Стой один перед грозою,

Не призывай к себе жены.

- И стихи выучил, - сказал Челновский, улыбаясь и показывая мне на Василья Петровича.

- Умные только, - отвечал тот, не отходя от окна.

- Таких умных стихов немало есть, Василий Петрович, - сказал я.

- Все - дребедень.

- А женщины - все дрянь?

- Дрянь.

- А Лидочка?

- Что же Лидочка? - спросил Василий Петрович, когда ему напомнили имя очень милой и необыкновенно несчастной девушки - единственного женского существа в городе, которое оказывало Василью Петровичу всяческое внимание.

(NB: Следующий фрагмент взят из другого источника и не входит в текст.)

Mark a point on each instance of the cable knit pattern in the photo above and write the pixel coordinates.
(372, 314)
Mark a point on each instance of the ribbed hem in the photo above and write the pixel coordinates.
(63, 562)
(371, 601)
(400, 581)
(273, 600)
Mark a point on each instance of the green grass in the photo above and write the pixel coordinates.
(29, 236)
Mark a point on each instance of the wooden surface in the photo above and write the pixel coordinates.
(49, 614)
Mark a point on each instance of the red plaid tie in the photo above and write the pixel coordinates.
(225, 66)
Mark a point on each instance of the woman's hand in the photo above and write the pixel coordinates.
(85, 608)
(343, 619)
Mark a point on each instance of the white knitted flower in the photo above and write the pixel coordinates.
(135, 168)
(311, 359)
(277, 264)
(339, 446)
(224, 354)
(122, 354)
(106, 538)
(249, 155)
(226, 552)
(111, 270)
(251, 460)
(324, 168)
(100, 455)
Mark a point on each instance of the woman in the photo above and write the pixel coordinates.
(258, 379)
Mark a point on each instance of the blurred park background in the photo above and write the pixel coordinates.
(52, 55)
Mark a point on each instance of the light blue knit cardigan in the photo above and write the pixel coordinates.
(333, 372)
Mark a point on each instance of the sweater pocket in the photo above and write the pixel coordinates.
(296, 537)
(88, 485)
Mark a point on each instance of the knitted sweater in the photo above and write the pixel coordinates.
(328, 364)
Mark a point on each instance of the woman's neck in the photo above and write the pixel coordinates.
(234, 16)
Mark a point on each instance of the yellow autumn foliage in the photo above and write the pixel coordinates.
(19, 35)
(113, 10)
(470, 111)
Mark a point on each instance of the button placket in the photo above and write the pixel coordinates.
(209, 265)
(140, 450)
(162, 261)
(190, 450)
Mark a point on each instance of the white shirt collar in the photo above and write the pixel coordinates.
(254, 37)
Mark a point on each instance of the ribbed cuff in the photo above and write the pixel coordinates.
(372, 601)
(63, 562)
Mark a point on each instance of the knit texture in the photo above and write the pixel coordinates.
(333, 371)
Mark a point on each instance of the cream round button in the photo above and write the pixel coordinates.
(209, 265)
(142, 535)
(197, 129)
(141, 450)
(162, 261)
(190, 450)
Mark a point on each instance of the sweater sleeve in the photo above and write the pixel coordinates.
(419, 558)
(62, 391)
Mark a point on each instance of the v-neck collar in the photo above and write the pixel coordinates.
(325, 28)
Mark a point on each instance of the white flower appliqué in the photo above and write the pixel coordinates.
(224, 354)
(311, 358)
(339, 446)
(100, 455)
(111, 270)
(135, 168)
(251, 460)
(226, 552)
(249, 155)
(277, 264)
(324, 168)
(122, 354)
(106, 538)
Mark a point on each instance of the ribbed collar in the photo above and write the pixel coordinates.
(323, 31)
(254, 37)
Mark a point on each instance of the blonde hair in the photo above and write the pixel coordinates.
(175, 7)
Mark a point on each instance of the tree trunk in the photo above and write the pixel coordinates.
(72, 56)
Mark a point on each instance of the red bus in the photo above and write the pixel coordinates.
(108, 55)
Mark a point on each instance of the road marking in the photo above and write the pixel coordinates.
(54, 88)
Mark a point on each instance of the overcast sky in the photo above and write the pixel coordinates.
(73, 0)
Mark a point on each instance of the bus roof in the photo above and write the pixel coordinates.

- Вам не будет о ней скучно?

- Что это вы говорите? - спросил Овцебык, расширив свои глаза и пристально уставив их на меня.

- Так говорю. Она - хорошая девушка.

- Ну так что ж, что хорошая?

Василий Петрович помолчал, выколотил о подоконник свою трубку и задумался.

- Паршивые! - проговорил он, закуривая вторую трубку.

Челновский и я рассмеялись.

- Чего вас разбирает? - спросил Василий Петрович.

- Это дамы, что ли, у тебя паршивые?

- Дамы! Не дамы, а жиды.

- К чему ж ты тут жидов вспомнил?

- А черт их знает, чего они помнятся: у меня мать, да и у них у каждого есть по матери, и все знают, - отозвался Василий Петрович и, задув свечку, с трубкою в зубах повалился на половой коврик.

- Это ты еще не забыл?

- Я, брат, памятлив.

Василий Петрович тяжело вздохнул.

- Подохнут, сопатые, дорогой, - сказал он, помолчав.

- Пожалуй.

- И лучше.

- Экое у него и сострадание-то мудреное, - сказал Челновский.

- Нет, это у вас все мудреное. У меня, брат, все простое, мужицкое. Я ваших чох-мох не разумею. У вас все такое в голове, чтоб и овцы были целы и волки сыты, а этого нельзя. Этак не бывает.

- Как же по-твоему будет хорошо?

- А хорошо будет, как бог даст.

- Бог сам ничего в людских делах не делает.

- Понятно, что все люди будут делать.

- Когда они станут людьми, - сказал Челновский.

- Эх вы, умники! Посмотришь на вас, будто и в самом деле вы что знаете, а ничего вы не знаете, - энергически воскликнул Василий Петрович. - Дальше своего дворянского носа вам ничего не видать, да и не увидать. Вы бы в моей шкуре пожили с людьми да с мое походили, так и узнали бы, что нечего нюни-то нюнить. Ишь ты, черт этакой! и у него тоже дворянские привычки, - переломил неожиданно Овцебык и встал.

- У кого это дворянские привычки?

- У собаки, у Боксы. У кого же еще?

- Какие ж это у ней дворянские привычки? - спросил Челновский.

- Дверей не затворяет.

Мы тут только заметили, что через комнату действительно тянул сквозной ветер.

Василий Петрович встал, затворил дверь из сеней и запер ее на крючок.

- Спасибо, - сказал ему Челновский, когда он возвратился и снова растянулся на коврике.

Василий Петрович ничего не отвечал, набил еще трубочку и, закурив ее, неожиданно спросил:

- Что в книжках брешут?

- В которых?

- Ну, в ваших журналах?

- О разных вещах пишут, всего не расскажешь.

- О прогрессе все небось?

- И о прогрессе.

- А о народе?

- И о народе.

- О, горе сим мытарям и фарисеям! - вздохнув, произнес Овцебык. - Болты болтают, а сами ничего не знают.

- Отчего ты, Василий Петрович, думаешь, что уж кроме тебя никто ничего не знает о народе? Ведь это, брат, самолюбие в тебе говорит.